In England, Scotland and Wales, NIPT is offered to women whose screening result for Down’s syndrome, Edwards’ syndrome or Palau’s syndrome shows there is a greater than 1 in 150 chance (so 1 in 2 to 1 in 150).
Some private clinics offer NIPT for a wider range of conditions. There is limited evidence on how accurate NIPT is for other conditions, so it may be helpful to discuss having NIPT for other conditions with an independent genetic counsellor before proceeding.
See this section of our website for more on NIPT in the private sector.

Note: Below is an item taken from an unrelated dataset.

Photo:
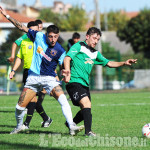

Non-invasive prenatal diagnosis (NIPD) refers to testing using the same technique that can give a definite answer for some single gene disorders (see section on diagnostic testing).
3. Ultrasound scans
Ultrasound scans can show images of a baby’s body, inside and outside. Although a scan cannot show genetic changes, it can show physical features in the baby that might suggest a genetic condition. Often it will be unexpected scan findings that lead to the offer of invasive procedures -usually chorionic villus sampling (CVS) or amniocentesis (amnio) – so that genetic diagnostic testing can be done. In the NHS, the two main scans will be offered at 12 weeks and around 20 weeks of pregnancy.